3. Community. I also wonder whether there is a silver lining in the withdrawal from this accord. It is a false delusion that agreements of governments can effect the change needed. Yes, governments can incentivize or disincentivize certain behaviors. But we are those who behave. I’m glad to see mayors of so many cities saying they will press ahead with their efforts to reduce the emissions of their cities, to have clean, efficient cities that are better places to live. All of us, in our homes and businesses, can make a difference, and on our own initiative may come up with better solutions than the ones imposed on us–but we need to act.

4. Conserving. I garden. It makes me aware that whatever I take out of the soil must be replenished or I have weak and diseased plants. I was a volunteer with Boy Scouts when I was young and we taught kids to “leave no trace.” The goal was to leave the places we camped with minimal evidence of our presence so others could enjoy them just as much. Can we agree that the good things we enjoy from the earth should be replenished and especially when we use that which cannot be replenished, that we use only what is truly needed? It would seem that both “conservatives” and “liberals” should believe in conserving.
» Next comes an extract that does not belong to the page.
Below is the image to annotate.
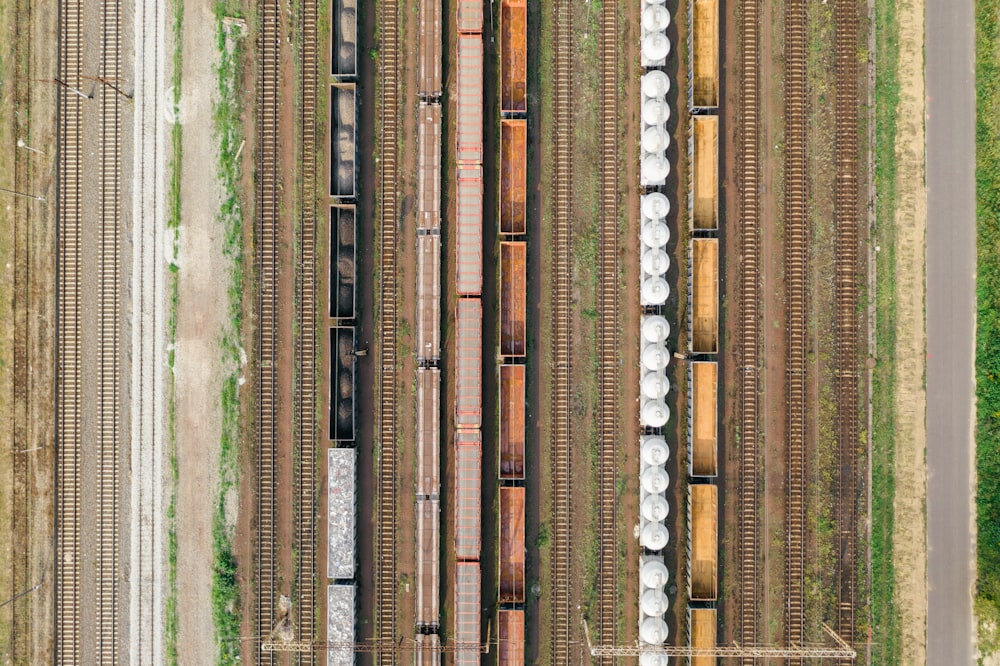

5. Consumer power. Businesses change their behavior because of customer demands and their own self interest. With coal, the major challenge is how dependent we are on it for power generation (59 percent of my home state’s power, 24 percent by natural gas). We’ve been able to reduce our household power consumption by 35 percent with more efficient appliances, light bulbs, and other energy saving measures. But it also seems that we need to press companies to shift to using renewable forms of power generation. Only 2.2 percent of our state’s power comes from renewables. I also wonder if we can use this power compassionately for those whose livelihoods have depended on coal–to invest in individuals and communities who invested their lives providing our energy.

6. Creative edge. It was interesting to me that the Mayor of Pittsburgh issued an executive order that his city would continue to adhere to the Paris Climate Accord, after his city was mentioned in the President’s speech.  He said, “For decades Pittsburgh has been rebuilding its economy based on hopes for our people and our future, not on outdated fantasies about our past. The City and its many partners will continue to do the same, despite the President’s imprudent announcements yesterday.” Can we not agree that maintaining our creative, innovative edge is critical? For years, I watched the steel companies in my own city refuse to invest in modern technology while countries overseas were doing so, spelling the death of steel-making. I’ve also watched Pittsburgh turn from steel-making to becoming a technology center, leveraging resources like Carnegie-Mellon to build a new economy. Can we not agree that thinking about tomorrow rather than protecting the past is critical to national greatness?

In questions about climate change and the environment, as in so many other areas, we must move beyond two sides who won’t talk to each other. Whether the six points I’ve outlined are adequate to find common ground from which to work, or not, I will leave to you. What I hope we can agree upon is that caring for our common home, to use the Pope’s words, requires the love, and thoughtful action of each and every one of us. No Accord should be needed to convince us of that, nor the absence of one excuse us.